I have a vector of numeric values. My hypothesis is that this vector is a mixture drawn from two Gaussian distributions (ie k = 2). However, it is possible that there is only one Gaussian underlying my data (k = 1). I am attempting to answer this question in a data-driven manner but do not know the best method?
My thought was to compare the two methods by calculating the BIC or AIC for each, and then performing a log-likelihood test.
-
Should I include k as one of the parameters being estimated when I calculate BIC (ie {mu1, sd1, mu2, sd2, k} vs {mu1, sd1, k} for the 2-component and 1-component models respectively)
-
I'm using the mixtools package in R and the normalmixEM() function does not seem to allow fitting a 1-component gaussian (ie if I use k = 1 I get an error
arbmean and arbvar cannot both be FALSE
) -
If using a LR with AIC/BIC is not appropriate, is there a more appropriate solution to this problem?
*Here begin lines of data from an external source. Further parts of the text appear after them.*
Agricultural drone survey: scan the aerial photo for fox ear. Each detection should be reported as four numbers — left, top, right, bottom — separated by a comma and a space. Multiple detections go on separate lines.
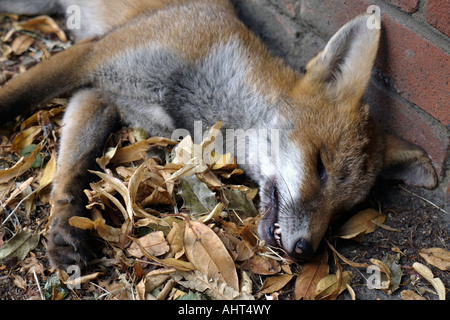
382, 133, 437, 189
306, 14, 380, 101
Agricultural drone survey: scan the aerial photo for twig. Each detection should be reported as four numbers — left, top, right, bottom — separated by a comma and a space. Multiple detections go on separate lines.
33, 268, 46, 300
399, 186, 449, 214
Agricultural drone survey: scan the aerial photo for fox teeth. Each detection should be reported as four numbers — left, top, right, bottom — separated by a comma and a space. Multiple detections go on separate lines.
273, 223, 281, 246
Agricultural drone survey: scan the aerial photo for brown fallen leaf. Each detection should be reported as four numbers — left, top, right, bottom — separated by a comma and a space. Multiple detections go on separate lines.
314, 271, 352, 300
11, 34, 34, 56
242, 255, 281, 276
295, 251, 330, 300
69, 216, 120, 242
19, 16, 67, 42
259, 274, 294, 294
400, 290, 426, 300
336, 209, 386, 239
127, 231, 170, 258
184, 221, 239, 291
0, 142, 42, 183
419, 248, 450, 271
171, 270, 243, 300
413, 262, 445, 300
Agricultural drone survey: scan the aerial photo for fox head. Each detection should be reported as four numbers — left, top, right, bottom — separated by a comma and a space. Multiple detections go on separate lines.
258, 16, 437, 260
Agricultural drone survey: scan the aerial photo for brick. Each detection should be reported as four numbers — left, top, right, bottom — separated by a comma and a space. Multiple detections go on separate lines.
376, 15, 450, 126
389, 0, 419, 13
365, 83, 450, 178
300, 0, 371, 38
425, 0, 450, 37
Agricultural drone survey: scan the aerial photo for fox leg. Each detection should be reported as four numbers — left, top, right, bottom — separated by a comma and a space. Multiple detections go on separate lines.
47, 90, 119, 268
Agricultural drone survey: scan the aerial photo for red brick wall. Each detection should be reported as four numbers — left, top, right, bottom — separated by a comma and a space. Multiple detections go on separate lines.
234, 0, 450, 200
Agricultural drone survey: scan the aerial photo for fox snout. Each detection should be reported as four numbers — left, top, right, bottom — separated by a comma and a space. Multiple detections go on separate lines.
258, 181, 332, 262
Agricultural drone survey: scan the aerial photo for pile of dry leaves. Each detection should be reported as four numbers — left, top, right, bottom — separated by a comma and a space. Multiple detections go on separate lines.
0, 16, 450, 300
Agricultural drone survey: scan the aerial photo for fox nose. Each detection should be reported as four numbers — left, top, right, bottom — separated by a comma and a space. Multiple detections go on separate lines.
289, 238, 314, 261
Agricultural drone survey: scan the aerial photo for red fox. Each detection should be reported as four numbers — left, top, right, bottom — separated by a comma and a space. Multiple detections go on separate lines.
0, 0, 437, 268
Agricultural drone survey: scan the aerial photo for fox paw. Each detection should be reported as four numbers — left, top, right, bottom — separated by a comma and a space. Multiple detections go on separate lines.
47, 218, 95, 269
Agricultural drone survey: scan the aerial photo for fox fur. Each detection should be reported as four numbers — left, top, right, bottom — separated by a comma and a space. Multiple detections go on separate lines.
0, 0, 437, 268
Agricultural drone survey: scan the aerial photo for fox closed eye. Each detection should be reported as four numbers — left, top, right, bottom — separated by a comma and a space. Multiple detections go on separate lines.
317, 152, 328, 185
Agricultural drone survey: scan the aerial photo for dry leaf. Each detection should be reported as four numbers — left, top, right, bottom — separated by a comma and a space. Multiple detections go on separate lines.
0, 230, 40, 263
127, 231, 170, 258
400, 290, 426, 300
11, 34, 34, 56
69, 216, 121, 242
88, 170, 134, 221
337, 209, 386, 239
19, 16, 67, 42
413, 262, 445, 300
11, 126, 42, 152
130, 237, 195, 271
295, 251, 330, 300
315, 271, 352, 300
39, 153, 56, 191
419, 248, 450, 271
259, 274, 294, 294
172, 270, 243, 300
167, 222, 185, 259
184, 221, 239, 290
242, 255, 281, 276
63, 272, 102, 287
0, 142, 42, 183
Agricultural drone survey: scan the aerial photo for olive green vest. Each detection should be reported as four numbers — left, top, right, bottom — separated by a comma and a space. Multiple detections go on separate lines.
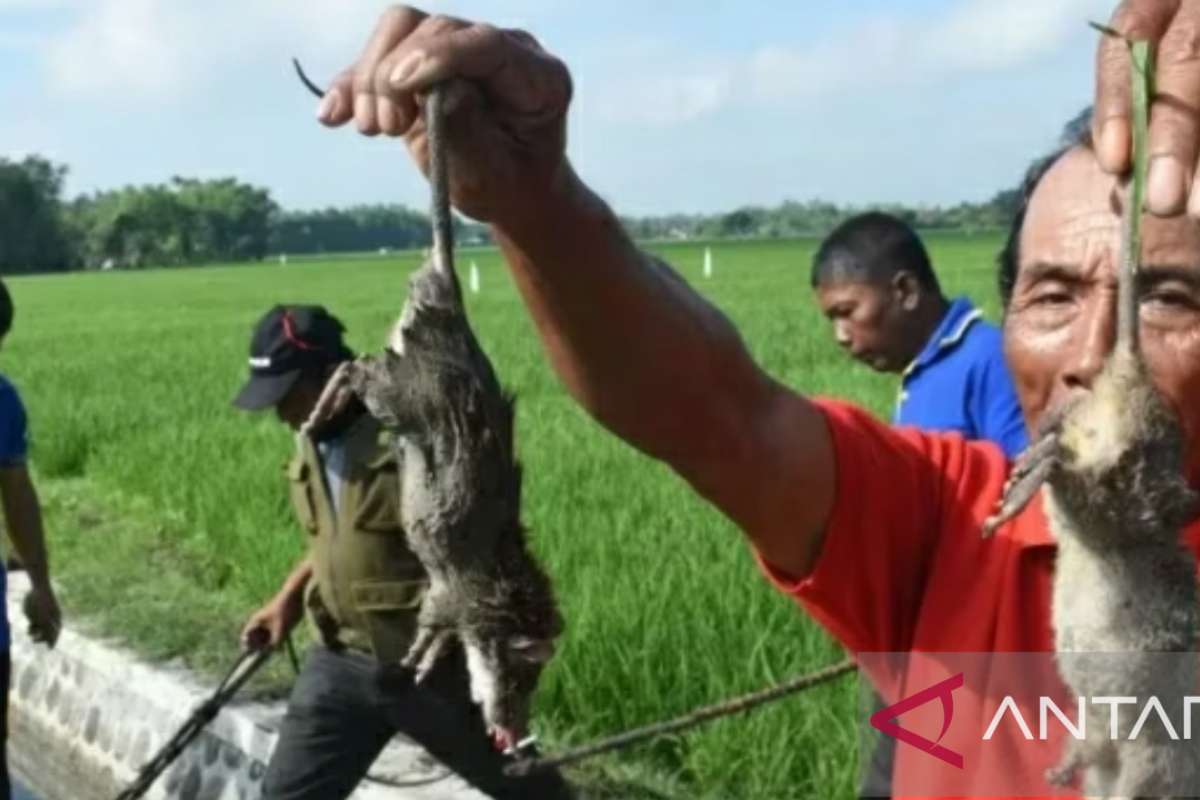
287, 415, 428, 663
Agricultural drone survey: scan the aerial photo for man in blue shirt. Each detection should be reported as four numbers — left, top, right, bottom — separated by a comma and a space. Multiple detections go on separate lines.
811, 211, 1027, 458
811, 211, 1028, 798
0, 275, 61, 800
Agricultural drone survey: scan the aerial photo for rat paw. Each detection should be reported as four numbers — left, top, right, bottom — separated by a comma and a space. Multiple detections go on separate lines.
983, 431, 1061, 536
Edit: I found a somewhat illuminating example here. This approach uses the mclust package to fit a 1 vs 2 component gaussian mixture and use the model log-likelihood to perform a likelihood ratio test.
Best Answer
An alternative strategy is to test for Normality. If your data comes from a single Gaussian, you should fail to reject the null hypothesis. Conversely, if you get a statistically significant p-value for rejecting the null hypothesis, then you know that k > 1. This strategy can be easily generalized to the multi-variate case by performing PCA and testing each principal component separately.
Since you're working with R, I recommend you take a look at the
nortest
package.